Case Name: James W. Pennock, Jr., Petitioner, v. Commissioner of Internal Revenue, Respondent
Court: United States Board of Tax Appeals
Jurisdiction: United States
Decision Date: 1932-04-29
Citations: 25 B.T.A. 1331
Docket Number: Docket No. 57266
Parties: James W. Pennock, Jr., Petitioner, v. Commissioner of Internal Revenue, Respondent.
Judges: 
Reporter: Reports of the United States Board of Tax Appeals
Volume: 25
Pages: 1331–1335

Head Matter:
James W. Pennock, Jr., Petitioner, v. Commissioner of Internal Revenue, Respondent.
Docket No. 57266.
Promulgated April 29, 1932.
Robert Ash, Esq., for the petitioner.
Arthur Camduff, Esq., for the respondent.

Opinion:
OPINION.
Trammell. :
The only error assigned in the petition is as follows: " The Commissioner erred in determining that the loss of $56,287.00 incurred in 1927 on account of the bankruptcy of the Andrews Sporting Goods Company is not a statutory net loss which is deductible in computing 1928 income." This allegation of error was denied by the respondent in his answer.
In his brief the petitioner, apparently relying on the reason given by the respondent for disallowing the deduction, contends that the only question in the case is whether the loss here involved was attributable to the operation of a trade or business regularly carried on by him. He further contends that such loss was clearly attributable to the operation of a trade or business regularly carried on by him. The respondent in his brief contends that the evidence indicates that the stock became worthless in 1926; that the petitioner has not established that he had a net loss in 1927 within the meaning of the statutes; and that, conceding for the sake of argument that the stock became worthless, in 1927 and that he had a net loss in that year within the meaning of the statute due to the stock becoming worthless, he has not established a statutory net loss for 1928, because his business was that of an employee of a corporation and his loss, if any, was the loss of an investment.
We think the petitioner has taken a too limited view of the burden assumed by him in seeking to have the respondent's determination set aside.
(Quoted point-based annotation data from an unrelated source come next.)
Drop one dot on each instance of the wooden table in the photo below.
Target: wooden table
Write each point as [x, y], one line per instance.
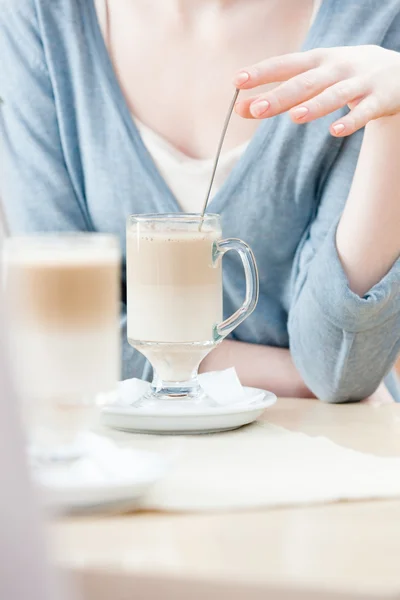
[345, 550]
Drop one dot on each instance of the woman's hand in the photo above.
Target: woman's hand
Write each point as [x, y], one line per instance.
[318, 82]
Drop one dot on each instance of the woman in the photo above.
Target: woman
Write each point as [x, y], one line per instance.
[114, 108]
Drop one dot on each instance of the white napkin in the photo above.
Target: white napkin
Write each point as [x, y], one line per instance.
[264, 465]
[223, 387]
[103, 462]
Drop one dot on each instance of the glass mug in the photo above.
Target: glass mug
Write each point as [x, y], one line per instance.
[175, 298]
[63, 302]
It is the respondent's denial of the deduction taken by the petitioner that gave rise to a cause of action, and not the respondent's reason for the disallowance. The respondent's reason for the disal-lowance does not in any wise lessen the burden assumed by the petitioner when he comes before this Board to have the determination reversed. In Edgar M. Carnick, 21 B. T. A. 12, we said:
If the Commissioner finds one fact or reason which he believes supports his adverse determination, he is not required to express his views on any or all other matters relating to the item, and his failure to deal with them carries no implication as to their treatment. It is not the Commissioner's method of determination or computation which is the substance of the proceeding, for the deficiency may be correct despite a weakness in arriving at it or explaining it. Woodside Cotton Mills Co., 13 B. T. A. 266; Jacob F. Brown et al., 18 B. T. A. 859. " It is immaterial whether the Commissioner proceeded upon the wrong theory in determining the deficiencies. In any event the burden was on petitioner to show that the assessment was wrong." Altschul Tobacco Co. v. Commissioner, 42 Fed. (2d) 609.
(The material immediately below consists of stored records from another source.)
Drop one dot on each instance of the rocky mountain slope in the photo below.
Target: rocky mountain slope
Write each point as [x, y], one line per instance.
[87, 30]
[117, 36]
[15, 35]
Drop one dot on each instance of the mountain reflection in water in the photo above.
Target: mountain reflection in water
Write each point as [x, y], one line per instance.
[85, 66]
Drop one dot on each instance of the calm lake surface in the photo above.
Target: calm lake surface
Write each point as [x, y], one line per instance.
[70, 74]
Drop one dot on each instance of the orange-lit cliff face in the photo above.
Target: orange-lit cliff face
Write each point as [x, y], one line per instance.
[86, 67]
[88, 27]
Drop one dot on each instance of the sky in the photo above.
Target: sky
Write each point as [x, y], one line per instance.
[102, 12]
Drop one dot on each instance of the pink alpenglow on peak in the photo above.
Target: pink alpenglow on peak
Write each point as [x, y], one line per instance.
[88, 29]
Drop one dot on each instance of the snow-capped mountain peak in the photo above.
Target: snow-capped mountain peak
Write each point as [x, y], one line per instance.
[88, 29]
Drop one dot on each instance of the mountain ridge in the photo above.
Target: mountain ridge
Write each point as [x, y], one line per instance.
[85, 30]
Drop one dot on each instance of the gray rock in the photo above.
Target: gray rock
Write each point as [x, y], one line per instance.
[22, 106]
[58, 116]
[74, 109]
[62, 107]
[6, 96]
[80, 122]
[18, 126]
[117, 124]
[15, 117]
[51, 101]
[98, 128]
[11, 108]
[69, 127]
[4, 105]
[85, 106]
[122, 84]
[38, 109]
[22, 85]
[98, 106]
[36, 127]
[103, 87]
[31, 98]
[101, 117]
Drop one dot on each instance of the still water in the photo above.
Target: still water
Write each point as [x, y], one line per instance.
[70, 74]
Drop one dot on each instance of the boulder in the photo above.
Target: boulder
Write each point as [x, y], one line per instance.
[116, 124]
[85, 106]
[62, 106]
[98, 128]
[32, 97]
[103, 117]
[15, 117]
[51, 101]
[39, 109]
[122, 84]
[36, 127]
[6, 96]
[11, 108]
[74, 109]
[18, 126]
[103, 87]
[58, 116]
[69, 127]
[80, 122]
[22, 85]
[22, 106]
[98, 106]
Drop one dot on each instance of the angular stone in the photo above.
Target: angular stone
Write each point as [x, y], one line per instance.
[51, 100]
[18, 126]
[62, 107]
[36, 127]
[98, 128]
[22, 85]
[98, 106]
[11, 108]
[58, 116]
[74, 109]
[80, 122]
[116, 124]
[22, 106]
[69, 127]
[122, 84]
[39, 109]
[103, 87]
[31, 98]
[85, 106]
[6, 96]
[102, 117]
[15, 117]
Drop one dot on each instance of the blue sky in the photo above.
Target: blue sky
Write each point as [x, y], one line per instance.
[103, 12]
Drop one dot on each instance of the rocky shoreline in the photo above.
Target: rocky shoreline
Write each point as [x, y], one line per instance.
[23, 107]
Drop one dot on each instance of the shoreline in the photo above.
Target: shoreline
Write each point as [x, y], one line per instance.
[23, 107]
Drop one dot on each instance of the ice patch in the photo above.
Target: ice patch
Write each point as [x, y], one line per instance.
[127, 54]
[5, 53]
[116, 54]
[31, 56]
From the pleadings we think that in order to prevail it is incumbent on the petitioner not only to establish that the loss claimed was a loss sustained in the operation of a trade or business regularly carried on by him, but also that the amount contended for is the proper amount, if any, to be allowed.
Section 117 of the Bevenue Act of 1928 provides for the deduction in that year of a net loss sustained in 1926 and 1927, and coming within the meaning of that term as used in the Bevenue Act of 1926, to the same extent and in the same manner as a net loss sustained under the Bevenue Act of 1928. Sections 117 of the Bevenue Act of 1928 and 206 of the Bevenue Act of 1926 specify the manner in which a net loss must be computed and it is obvious that the amount may not be the same as the amount of loss shown on a correct return. John H. Carpenter, 23 B. T. A. 1118; Julius Mendelson, 21 B. T. A. 958. With the exception of the fact that the petitioner had an investment of $56,287 in the stock of the Andrews Sporting Goods Company, which was adjudicated a bankrupt on July 3, 1926, and that the petitioner never received anything from his investment upon the liquidation of the assets of the company, we are wholly without evidence upon which to compute any possible statutory net loss. These facts are not sufficient to show that the loss was sustained in 1927 instead of in 1926 as contended by the respondent, and, more especially, do not show a statutory net loss in 1927. We know nothing as to items of income for any of the years 1926, 1927, or 1928, or as to the deductions applicable thereto. Nor are we informed as to what extent the amount of the loss sought as a deduction in 1928, if sustained in 1926, was absorbed or was properly applicable to 1927 income. We are therefore unable to determine any statutory net loss to be deducted in 1928.
In view of the foregoing it is unnecessary for us to discuss the question argued by petitioner as to whether the net loss claimed was sustained in a trade or business regularly carried on.
Judgment will ~be entered for the respondent.